Claims
- 1) A method of forming a summary for hierarchically related information, where the information can be represented as a set of nodes wherein each node is associated with a portion of the information and that portion of the information contains at least one sentence, the nodes are connected by directed edges wherein each node has at most one incoming edge, a parent node is the source of an incoming edge, a child node is the target of an outgoing edge
a) determining a sentence vector for each sentence associated with each node, b) determining a centroid vector of the sentence vectors, c) determining an intrinsic score for each sentence, d) selecting the sentence with the highest intrinsic score to form a summary, e) determining an extract score for each of the remaining sentences from the intrinsic score and the summary, f) selecting the sentence with the highest extract score and adding it to the summary, and g) repeating steps e) and f) until a desired number of sentences are selected.
- 2) The method of claim 1 wherein the centroid vector of the sentence vectors comprises a vector where each position in the vector contains the average of all values of all the sentence vectors.

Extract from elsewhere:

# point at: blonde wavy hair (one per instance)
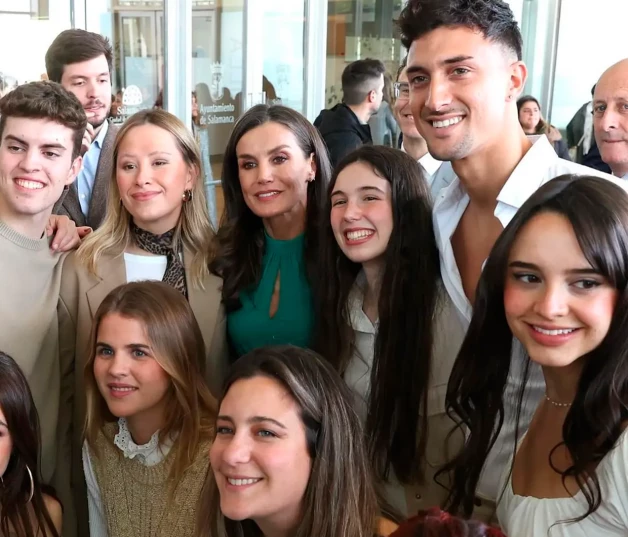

- 3) The method of claim 1 wherein determining an intrinsic score for each sentence comprises:
a) determining a position of the sentence in the information, a position of the node associated with the sentence in the hierarchy, and a lexical centrality of the sentence to the information, and b) responsive to the determinations in step a determining an intrinsic score for the sentence.
- 4) The method of claim 1 wherein modifying the intrinsic score to determine an extract score for each of the remaining sentences comprises:
a) selecting one of the remaining sentences, b) determining the number of non-quoting sentences in the summary which are adjacent to the remaining sentence, the number of sentences in the summary whose associated nodes are either a parent node or a child node of the node associated with the selected sentence, the number of sentences in the summary which are quoted immediately before the selected sentence, and the number of sentences in the summary that appear immediately after a quote of the selected sentence, and c) responsive to the determinations in step b and the intrinsic score of the sentence, determining an extract score, and d) repeating steps a-c until each of the remaining sentences has an extract score.
CROSS REFERENCE TO RELATED APPLICATIONS
[0001] This patent application is related to:
[0002] U.S. patent application Ser. No. ______, titled “A Method and Apparatus for Normalizing Quoting Styles in Electronic Mail”, by Newman, filed concurrently herewith,
[0003] U.S. patent application Ser. No. ______, titled A Method and Apparatus for Clustering Hierarchically Related Information, by Newman et al. filed concurrently herewith,
[0004] U.S. patent application Ser. No. ______, titled “A Method and Apparatus for Generating Overview Information for Hierarchically Related Information”, by Newman et al. filed concurrently herewith,
[0005] U.S. patent application Ser. No., ______, titled “Method and Apparatus for Displaying Hierarchical Information”, by Newman filed concurrently herewith, and
[0006] U.S. patent application Ser. No. ______, titled “Method and Apparatus for Segmenting Hierarchical Information for Display Purposes”, by Newman filed concurrently herewith.